1910 Costa Rica earthquakes
- UTC time: 1910-05-05 00:27:38
- ISC event: Expression error: Unrecognized punctuation character "{".
- USGS-ANSS: ComCat
- Local date: 4 May 1910
- Local time: 6:50 p.m.
- Magnitude: 6.1 M_{w}, 6.4 M_{s}
- Depth: 15 km (9.3 mi)
- Epicenter: 9°48′04″N 83°52′12″W﻿ / ﻿9.801°N 83.870°W
- Type: Strike-slip
- Areas affected: Costa Rica
- Max. intensity: MMI VIII (Severe)
- Casualties: 2,450 killed

= 1910 Costa Rica earthquakes =

Earthquake in Central America

The 1910 Costa Rica earthquakes were a series of destructive seismic events that affected Cartago, Costa Rica from 13 April to 4 May. The sequence began with a 5.8 earthquake. The largest and most destructive in the sequence occurred on 4 May, measuring 6.4. A total of 2,450 people were killed and the city of Cartago was severely affected.

==Impact==
The 13 April earthquake damaged many homes in Cartago and in the surrounding towns. Some buildings collapsed while a few others were so badly damaged that it was unsafe to enter. Public infrastructure and churches were extensively cracked. Military barracks and the Mauro Fernández building in Cartago were demolished. In San José, the Liceo de Costa Rica and the slaughterhouse were badly damaged. About 115 homes partially or completely collapsed. The earthquake caused church bells to ring and stopped public clocks. Forty homes and a church were heavily damaged in Llano Grande, San Rafael and Tejar. There was no documentation of casualties. A maximum Rossi–Forel intensity of VII was evaluated based on building damage.

A second earthquake on 4 May at 6:50 pm caused greater destruction. it was felt with a maximum intensity of VIII in the epicenter region at Cartago. Intensity VII to VI were felt in the Tres Ríos district of the city. At San José, Heredia and Alajuela, it was felt V. Shaking was felt across most of Costa Rica. Lasting 16 seconds, it was sufficient to cause devastation. Cartago was levelled by the mainshock; buildings that did not collapse during the previous earthquake were destroyed. All churches, convents, schools and other public facilities collapsed. Buildings were so badly damaged that they were beyond repair and had to be demolished with dynamite. Nearly every home in the city was declared unsafe to reside. The intense shaking caused niches at the Cartago General Cemetery columbarium to open, revealing bones and cadavers. A bridge that crossed the Agua Caliente River in Aguacaliente collapsed. The majority of homes in Paraíso collapsed. The district church was left in ruins but eventually repaired. In San José, Heredia and Alajuela, fallen objects and damage to plasters were reported.

==Aftermath==
Many aftershocks were recorded; up to five were felt each day. Fearing a larger earthquake would strike, many residents took refuge in the streets. The following day, the municipal government agreed to construct shelters in the eastern and western parts of the city to house the affected. Many public buildings including schools and banks were closed until 16 April. The government of El Salvador provided US$ 3,500 of gold to assist the affected.

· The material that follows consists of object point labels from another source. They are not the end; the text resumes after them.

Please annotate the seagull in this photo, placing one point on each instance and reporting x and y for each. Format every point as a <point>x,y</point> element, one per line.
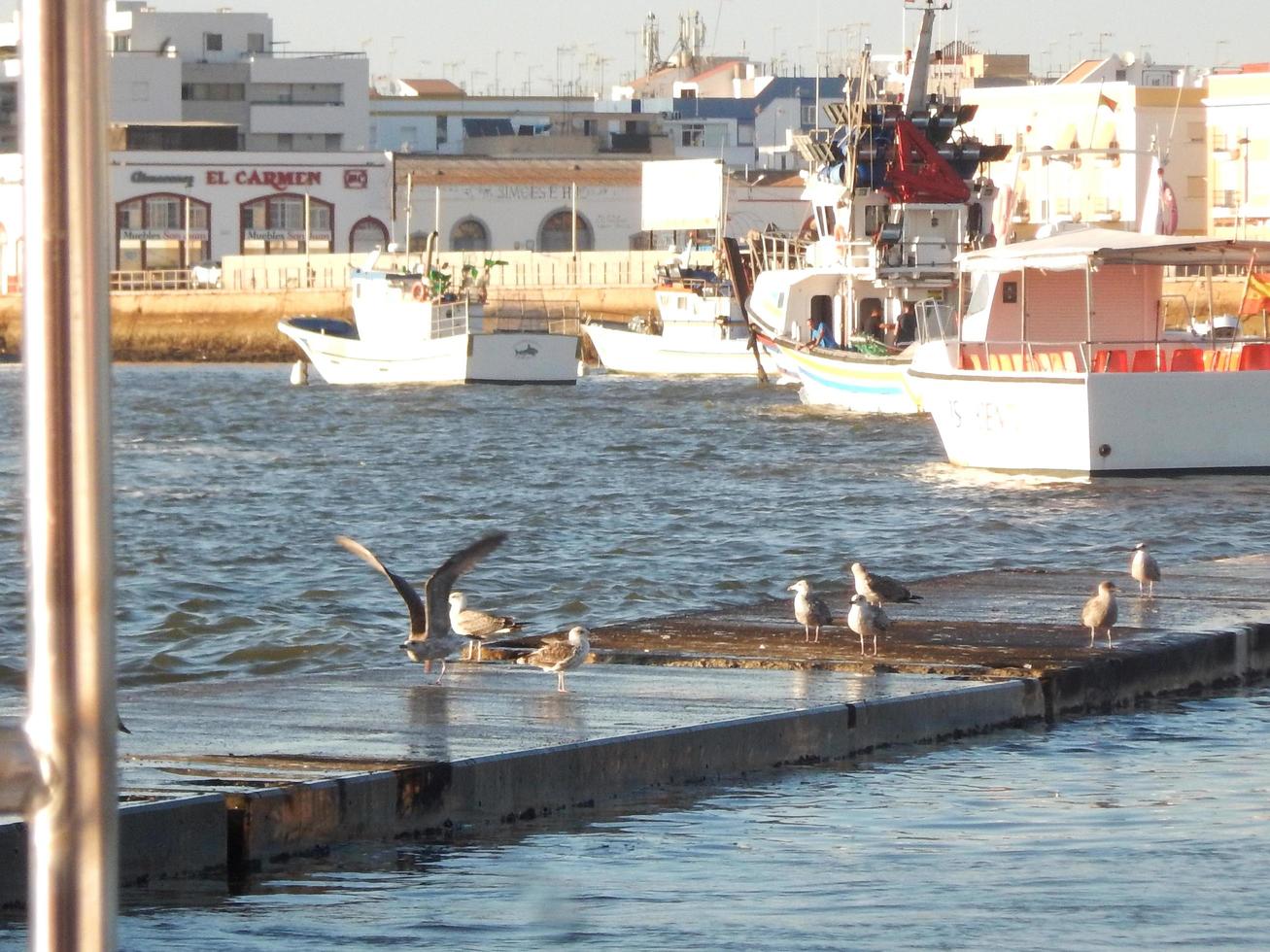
<point>867,619</point>
<point>430,636</point>
<point>809,609</point>
<point>1100,612</point>
<point>561,657</point>
<point>1145,567</point>
<point>880,588</point>
<point>476,626</point>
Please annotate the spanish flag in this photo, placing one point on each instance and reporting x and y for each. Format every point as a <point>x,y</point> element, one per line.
<point>1256,294</point>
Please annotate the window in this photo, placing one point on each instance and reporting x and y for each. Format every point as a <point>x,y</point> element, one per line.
<point>152,231</point>
<point>367,235</point>
<point>468,235</point>
<point>212,91</point>
<point>276,224</point>
<point>557,232</point>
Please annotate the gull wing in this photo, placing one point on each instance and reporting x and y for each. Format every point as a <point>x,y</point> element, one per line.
<point>435,589</point>
<point>418,615</point>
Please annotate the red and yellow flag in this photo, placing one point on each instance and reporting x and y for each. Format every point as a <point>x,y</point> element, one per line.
<point>1256,294</point>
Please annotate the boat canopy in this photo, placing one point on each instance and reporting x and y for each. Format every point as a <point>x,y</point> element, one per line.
<point>1083,248</point>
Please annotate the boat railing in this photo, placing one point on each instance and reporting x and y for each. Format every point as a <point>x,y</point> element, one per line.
<point>533,318</point>
<point>935,322</point>
<point>1126,356</point>
<point>776,249</point>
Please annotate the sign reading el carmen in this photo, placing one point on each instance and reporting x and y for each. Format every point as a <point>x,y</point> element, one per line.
<point>277,179</point>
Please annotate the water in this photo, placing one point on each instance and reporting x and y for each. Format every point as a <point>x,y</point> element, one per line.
<point>628,497</point>
<point>1142,831</point>
<point>624,496</point>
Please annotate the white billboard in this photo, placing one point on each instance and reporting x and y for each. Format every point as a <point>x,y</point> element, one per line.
<point>682,194</point>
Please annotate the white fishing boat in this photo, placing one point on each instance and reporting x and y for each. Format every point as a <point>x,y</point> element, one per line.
<point>1060,363</point>
<point>699,326</point>
<point>699,329</point>
<point>894,198</point>
<point>408,329</point>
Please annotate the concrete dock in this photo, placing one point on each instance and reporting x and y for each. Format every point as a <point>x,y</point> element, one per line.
<point>230,777</point>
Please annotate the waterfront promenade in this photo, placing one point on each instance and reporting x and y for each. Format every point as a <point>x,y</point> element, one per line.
<point>236,777</point>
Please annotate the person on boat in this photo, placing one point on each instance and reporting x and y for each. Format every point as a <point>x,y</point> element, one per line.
<point>822,334</point>
<point>874,326</point>
<point>907,330</point>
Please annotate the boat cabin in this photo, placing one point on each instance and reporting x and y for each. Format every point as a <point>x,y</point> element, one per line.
<point>1093,301</point>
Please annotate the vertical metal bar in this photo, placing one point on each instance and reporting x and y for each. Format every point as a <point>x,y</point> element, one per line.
<point>70,681</point>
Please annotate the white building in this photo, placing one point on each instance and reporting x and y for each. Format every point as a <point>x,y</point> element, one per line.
<point>220,80</point>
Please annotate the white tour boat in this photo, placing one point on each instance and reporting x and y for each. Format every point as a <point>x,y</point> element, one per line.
<point>406,330</point>
<point>1062,365</point>
<point>896,197</point>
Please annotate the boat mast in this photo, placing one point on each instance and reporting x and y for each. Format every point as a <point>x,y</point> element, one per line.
<point>914,94</point>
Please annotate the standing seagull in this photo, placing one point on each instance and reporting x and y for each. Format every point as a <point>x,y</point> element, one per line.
<point>1100,612</point>
<point>476,626</point>
<point>430,636</point>
<point>867,619</point>
<point>561,657</point>
<point>880,588</point>
<point>1145,567</point>
<point>809,609</point>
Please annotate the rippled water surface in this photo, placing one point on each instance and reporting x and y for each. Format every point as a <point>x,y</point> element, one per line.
<point>624,496</point>
<point>1143,831</point>
<point>628,497</point>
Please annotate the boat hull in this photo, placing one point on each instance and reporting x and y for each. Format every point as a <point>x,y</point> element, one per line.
<point>1099,425</point>
<point>459,358</point>
<point>630,352</point>
<point>851,381</point>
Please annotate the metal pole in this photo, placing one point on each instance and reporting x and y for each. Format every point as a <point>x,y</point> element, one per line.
<point>70,679</point>
<point>306,239</point>
<point>409,188</point>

After the 4 May earthquake, at 11:30 p.m., trains arrived at Cartago with volunteers to help transport the injured to San José. President Cleto González Víquez and several government officials also arrived on train. Nine days of national mourning was declared. Many of the dead were immediately buried in mass graves to avoid the spread of diseases. The following day, many people from across the country arrived in Cartago to find their relatives or witness the disaster. Looting was a common occurrence. Reconstruction efforts were carried out and completed before the end of the year. Electrical services and water pipes were fully restored and replaced with modern ones. The destruction prompted President Víquez to propose new seismic codes to prevent a similar disaster. The new regulation did not permit adobe, brick, stone and other heavy construction materials. This action has been regarded as one of the first seismic risk measures taken in Costa Rica.

==Geology==
Between 13 April and 4 May, there were over 600 earthquake recorded in the area. Strong aftershocks continued to rock the area including a damaging magnitude 5.2 on 21 February 1912. The Cartago area hosts many strike-slip and reverse faults. These faults are located at the southern slopes of the Irazú Volcano where its eruptive activity in the Pleistocene has buried the fault-related geomorphology. Among them is the Aguacaliente Fault, a 23 km-long east-west trending strike-slip fault, source of the 1910 earthquakes. The fault was also the source of a destructive earthquake in 1951. Within the last 1,000 years, the fault is associated with three surface rupturing earthquakes, based on paleoseismic studies. The 1910 earthquakes is associated with the most recent surface rupturing earthquake.